Canadian Paul E Hardisty has spent 25 years working all over the world as an
engineer, hydrologist and environmental scientist. He has roughnecked on oil rigs in
Texas, explored for gold in the Arctic, mapped geology in Eastern Turkey (where he was befriended by PKK rebels), and rehabilitated water wells in the wilds of Africa.
He was in Ethiopia in 1991 as the Mengistu regime fell, and was bumped from one of the last flights out of Addis Ababa by bureaucrats and their families fleeing the rebels. In 1993 he survived a bomb blast in a café in Sana’a.
Paul is a university professor and CEO of the Australian Institute of Marine Science (AIMS). The first four novels in his Claymore Straker series, The Abrupt Physics of Dying, The Evolution of Fear, Reconciliation for the Dead and Absolution all received great critical acclaim and The Abrupt Physics of Dying was shortlisted for the CWA John Creasey (New Blood) Dagger and Telegraph Thriller of the Year. The Forcing (2023) was a SciFi Now Book of the Month, with The Descent out in 2024.
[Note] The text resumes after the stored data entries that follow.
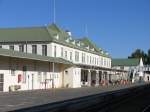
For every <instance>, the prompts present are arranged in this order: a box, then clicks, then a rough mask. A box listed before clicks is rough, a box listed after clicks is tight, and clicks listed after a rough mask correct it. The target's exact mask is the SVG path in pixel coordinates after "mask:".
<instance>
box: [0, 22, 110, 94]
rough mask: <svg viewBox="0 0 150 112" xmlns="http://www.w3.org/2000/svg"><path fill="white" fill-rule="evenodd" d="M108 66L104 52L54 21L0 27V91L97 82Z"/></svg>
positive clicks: (105, 71)
mask: <svg viewBox="0 0 150 112" xmlns="http://www.w3.org/2000/svg"><path fill="white" fill-rule="evenodd" d="M110 70H111V57H110V56H109V54H108V53H107V52H105V51H104V50H102V49H101V48H98V47H97V46H96V45H95V44H94V43H93V42H92V41H90V40H89V39H88V38H82V39H75V38H74V37H73V36H72V35H71V32H69V31H64V30H62V29H61V28H59V27H58V26H57V25H55V24H52V25H48V26H43V27H31V28H5V29H0V91H4V92H7V91H10V90H11V91H13V90H32V89H45V88H61V87H71V88H77V87H81V86H91V85H93V86H96V85H99V84H100V82H101V81H102V80H110V78H111V77H110V75H109V74H110Z"/></svg>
Paul is a sailor, a private pilot, keen outdoorsman, and lives in Western Australia.
My thoughts: The Forcing was a heck of a book and I thought a tough act to follow, but The Descent is incredible. Chronicling not only a sequel featuring Teacher’s step-son, but also exploring how a cabal of wealthy and powerful men helped destroy the world, this is timely, powerful and moving writing.
After the safety of their home is violated, his mother, brother and sister-in-law murdered and their toddler daughter kidnapped; Kewku, his wife and son board Providence, the boat that brought his family to Australia, and head out in search of answers.
Retracing elements of his family’s journey to safety, Kweku hopes to find members of his biological father’s family still alive and rescue his stolen niece. Fuelled by the mysterious Sparkplug’s dispatches from the past, and Teacher’s own account of the terrible climate catastrophe and war, Kweku creates his own narrative of this second voyage of hope.
Sparkplug was the assistant and sometime mistress of Derek Argent, one of the rich, morally corrupt men who orchestrated the events that have so divided the remnants of humanity. Kweku, Juliette and Leo will risk their lives, their family and their souls on this voyage into the unknown. There are dangers they could never have imagined lurking on the edges of what remains, desperate people and manipulative leaders, many of whom seem to offer much.
Kweku is reading an old copy of The Odyssey, and being a mythology nerd who studied that book, I can see the echoes of some of Odysseus’ misadventures in Kweku’s. As well as those of Teacher and his family in The Forcing. I could probably write whole essays on the similarities and comparisons in these three books, but here is not the place.
There isn’t a lot of hope for humanity here, stripped down to our basest instincts, it’s all murder and sex and violence and greed. Which is a little depressing. But when they return to Australia and the Aboriginal community there, amongst descendants of one of the oldest communities in the world, is hope for a better future. And there’s something incredibly powerful in that. This is a book that deserves to be on the bestseller lists and in readers’ minds for a long time.

*I was kindly gifted a copy of this book in exchange for taking part in this blog tour, but all opinions remain my own.